The election commission (EC) differs with the Centre’s view that introduction of electoral bonds will curb illegal money in political funding. Finance minister Arun Jaitley announced the proposal to introduce donations through electoral bonds in his budget speech on February 1.
The poll panel, which is set to share its misgivings about the bonds with the government, has objections to the amendment to the Finance Bill that bars disclosing details of donors and inclusion of contribution from bonds in income-tax returns.
The panel is not happy with the changes in the Representation of People’s Act which allow political parties not to show collections from the bonds in their contribution reports filed with the EC, sources said.
“If it is not part of the contribution report, it will not be part of the report the EC gives to the income-tax department, the corporate affairs ministry or the ministry of home affairs. It will not be made public anywhere, so how will there be transparency?” a source said.
Under section 29 (c) of the Act, political parties had to file contribution reports, complete with the names of donors and their addresses, for amounts above Rs 20,000 from a single person or company. The commission has also expressed concern over the non-implementation of lowering the cash donation component from Rs20,000 to Rs2,000 as was suggested by it.
“The announcement was made, but there is no formal announcement to the EC on this,” the source told HT. The commission has suggested limiting the tax exemption to contributions under Rs 20 crore or 20% of the total collection, whichever is lesser. Anything over Rs 20 crore will be taxed.

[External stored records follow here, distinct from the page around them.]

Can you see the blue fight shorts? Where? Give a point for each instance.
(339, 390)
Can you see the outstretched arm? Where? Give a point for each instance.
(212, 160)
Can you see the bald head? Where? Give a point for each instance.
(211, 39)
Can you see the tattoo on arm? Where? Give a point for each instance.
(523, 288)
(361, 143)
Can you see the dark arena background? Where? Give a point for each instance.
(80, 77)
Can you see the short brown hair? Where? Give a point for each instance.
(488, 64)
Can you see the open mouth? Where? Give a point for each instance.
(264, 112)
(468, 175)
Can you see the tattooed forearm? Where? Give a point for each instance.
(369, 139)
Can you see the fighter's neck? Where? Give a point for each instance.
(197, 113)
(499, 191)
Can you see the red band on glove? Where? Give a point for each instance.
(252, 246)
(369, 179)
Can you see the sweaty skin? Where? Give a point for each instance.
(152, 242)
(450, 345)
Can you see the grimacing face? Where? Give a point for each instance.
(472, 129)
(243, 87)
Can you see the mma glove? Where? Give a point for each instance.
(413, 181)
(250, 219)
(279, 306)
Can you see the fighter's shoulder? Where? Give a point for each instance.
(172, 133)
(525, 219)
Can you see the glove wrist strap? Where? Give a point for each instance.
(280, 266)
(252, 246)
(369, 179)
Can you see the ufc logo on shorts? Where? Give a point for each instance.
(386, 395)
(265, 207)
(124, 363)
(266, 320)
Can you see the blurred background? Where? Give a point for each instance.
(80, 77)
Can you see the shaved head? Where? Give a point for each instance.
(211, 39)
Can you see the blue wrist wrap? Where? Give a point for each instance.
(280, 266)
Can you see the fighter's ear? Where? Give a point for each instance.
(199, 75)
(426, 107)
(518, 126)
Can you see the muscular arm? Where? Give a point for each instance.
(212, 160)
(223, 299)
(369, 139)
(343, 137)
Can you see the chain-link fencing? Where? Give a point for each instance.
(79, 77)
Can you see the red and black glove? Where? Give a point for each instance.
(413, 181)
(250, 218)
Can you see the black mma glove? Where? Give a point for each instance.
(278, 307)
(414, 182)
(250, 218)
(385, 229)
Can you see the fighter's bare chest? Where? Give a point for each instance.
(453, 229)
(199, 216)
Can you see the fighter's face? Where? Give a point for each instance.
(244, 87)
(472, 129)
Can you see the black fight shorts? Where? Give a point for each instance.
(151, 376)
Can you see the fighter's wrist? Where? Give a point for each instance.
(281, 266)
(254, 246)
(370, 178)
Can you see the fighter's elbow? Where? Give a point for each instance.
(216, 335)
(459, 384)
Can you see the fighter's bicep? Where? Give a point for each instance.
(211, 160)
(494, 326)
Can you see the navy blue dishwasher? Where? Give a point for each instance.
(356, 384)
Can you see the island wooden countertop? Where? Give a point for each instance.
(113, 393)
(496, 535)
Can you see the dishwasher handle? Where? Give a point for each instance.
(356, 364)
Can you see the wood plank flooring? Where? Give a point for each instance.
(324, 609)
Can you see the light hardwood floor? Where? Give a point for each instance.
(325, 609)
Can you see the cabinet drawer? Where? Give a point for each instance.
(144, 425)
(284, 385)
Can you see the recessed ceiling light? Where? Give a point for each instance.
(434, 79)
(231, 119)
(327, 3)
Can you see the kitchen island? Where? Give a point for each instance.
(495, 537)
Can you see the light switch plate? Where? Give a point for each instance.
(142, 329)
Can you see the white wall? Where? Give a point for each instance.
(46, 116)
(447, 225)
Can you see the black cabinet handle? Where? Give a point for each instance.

The poll panel is also circumspect about the amendment to section 13 (a) of the I-T Act that deals with the income of political parties and makes it mandatory for donations above Rs 2,000 to be made only through account-payee cheques or drafts or real-time gross settlement systems (RTGS, where money transfer takes place from one bank to another on a real-time basis).
“Again, payment through these modes will remain a secret between the donor and the bank. There is no way of knowing the details. Political parties are not even covered by the Right to Information Act,” the source explained.
But the poll panel feels the biggest blow to measures for ensuring transparency is the amendment to the Companies Act 2013 that removed the cap on corporate contributions to political parties. “The removal of the cap of 7.5% on the contribution means corporate houses will now be able to donate unlimited sums. Worse, this will not be shown in their books,” the source said.
Earlier, all companies were required to declare contributions to political entities in their profit and loss statements; they had to give details of the amount contributed and the name of the party.
The commission fears this amendment will increase the probability of shell companies coming up for channeling donations to political parties.